Pierrot kept playing. He played hesitantly, as if the tune were also trepidatious and surprised to find the audience there. Rose smiled at the audience. She flapped her arms in the air as though she were trying to ascend to the heavens, to escape the situation she was in. But she hopped upward and landed on her butt.

They all laughed at her adorable expression and antics as she continued to find ways to fly off the stage. Rose felt the admiration from the audience. It was like standing in front of a fire that was emanating heat. And every time she made any movement, it was as if she had tossed a log into the fire.

At that moment, Sister Elo?se ran out from the back. She had to stop what was happening on the stage. But she didn’t watch where she was going. She tripped over the rope attached to one of the buckets filled with fake snow that had mysteriously not tipped over. Of course, now it seemed to have no trouble reversing. A heap of paper snow spilled out over the stage. Rose scrunched her head into her shoulders and put her hands out on either side as though she were caught in a snowstorm.

She spun as she shook the paper snowflakes out of her hair. Then she wrapped her arms around herself, the way people do when they are freezing at a bus stop. She started to hop from foot to foot as though she were trying to keep warm. Then she began dancing a dance of a snow angel. She acted as if the ground were cold to her toes and the wind kept making her swirl around. She stood on the tip of one toe and raised her other leg high above her head. She quickly brought it down before the dress slipped down completely. She was wearing white darned stockings underneath and black lace-up boots.
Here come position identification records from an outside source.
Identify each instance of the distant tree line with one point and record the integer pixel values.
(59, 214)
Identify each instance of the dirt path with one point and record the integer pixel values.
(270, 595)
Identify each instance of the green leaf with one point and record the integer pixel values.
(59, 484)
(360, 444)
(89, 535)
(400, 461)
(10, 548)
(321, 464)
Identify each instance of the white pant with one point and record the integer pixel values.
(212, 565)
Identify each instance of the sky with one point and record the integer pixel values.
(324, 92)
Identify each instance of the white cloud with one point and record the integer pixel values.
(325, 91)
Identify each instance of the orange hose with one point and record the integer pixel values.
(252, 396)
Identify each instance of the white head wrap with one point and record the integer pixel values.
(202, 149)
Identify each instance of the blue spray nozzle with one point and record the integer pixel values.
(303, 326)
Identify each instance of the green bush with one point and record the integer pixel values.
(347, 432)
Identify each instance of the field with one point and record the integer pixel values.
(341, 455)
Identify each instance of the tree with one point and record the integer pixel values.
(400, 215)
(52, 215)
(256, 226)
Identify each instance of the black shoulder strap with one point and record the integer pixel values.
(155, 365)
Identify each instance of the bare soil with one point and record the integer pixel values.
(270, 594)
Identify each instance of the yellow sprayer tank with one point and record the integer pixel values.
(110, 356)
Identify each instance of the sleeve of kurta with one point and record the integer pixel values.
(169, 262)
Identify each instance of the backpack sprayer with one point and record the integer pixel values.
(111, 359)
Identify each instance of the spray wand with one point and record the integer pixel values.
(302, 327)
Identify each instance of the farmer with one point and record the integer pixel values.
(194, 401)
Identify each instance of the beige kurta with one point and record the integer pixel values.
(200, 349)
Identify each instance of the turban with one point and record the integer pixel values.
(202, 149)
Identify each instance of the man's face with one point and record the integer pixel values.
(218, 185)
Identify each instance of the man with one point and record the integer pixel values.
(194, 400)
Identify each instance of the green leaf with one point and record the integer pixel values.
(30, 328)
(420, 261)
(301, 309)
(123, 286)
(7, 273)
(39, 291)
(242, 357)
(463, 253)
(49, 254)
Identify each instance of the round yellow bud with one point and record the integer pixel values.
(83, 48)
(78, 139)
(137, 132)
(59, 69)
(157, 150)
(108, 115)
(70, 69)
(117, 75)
And Pierrot played along. They were so synchronized that it was hard for anyone in the audience to discern whether Pierrot was playing along to her dancing or whether she was dancing to his music. It seemed to everyone watching that they had rehearsed this number carefully for years.

Pierrot began to play so wildly that there was nothing for Rose to do but make a little flip in the air with her hands behind her back. She flung her body forward as if in a front dive. For a moment it did seem that she was about to obtain flight. And then she tucked up into a roll, wings and all, and ended up right at Pierrot’s feet.

Pierrot played the last notes of his song. She put her hand out. He took it. He helped her to stand and they walked to the center of the stage and took a bow.

A very wealthy woman was seated next to the Mother Superior. She was the cousin of the former prime minister. She had a hat made out of distressed velvet. It looked almost like she had just come off the battlefield and had a bandage wrapped around her head. It went so far down over her face that you could only judge her expression by her thin lips, which were usually constricted into a tight frown. She had a mink stole that seemed not to want to behave, as it kept slipping off her neck and getting into fights with another audience member’s Pekingese. She leaned in to the Mother Superior.

“Ces deux-là sont extraordinaires. I must have those children perform in my parlor,” she said. “I’ll make a sizable donation.”

And her words changed the orphans’ lives.

On the way home, Rose put a snowball against her cheek where Sister Elo?se had punched her the minute she got offstage. She was sitting in the back of the cart with the other girls. The Mother Superior was seated up front, Sister Elo?se at her side.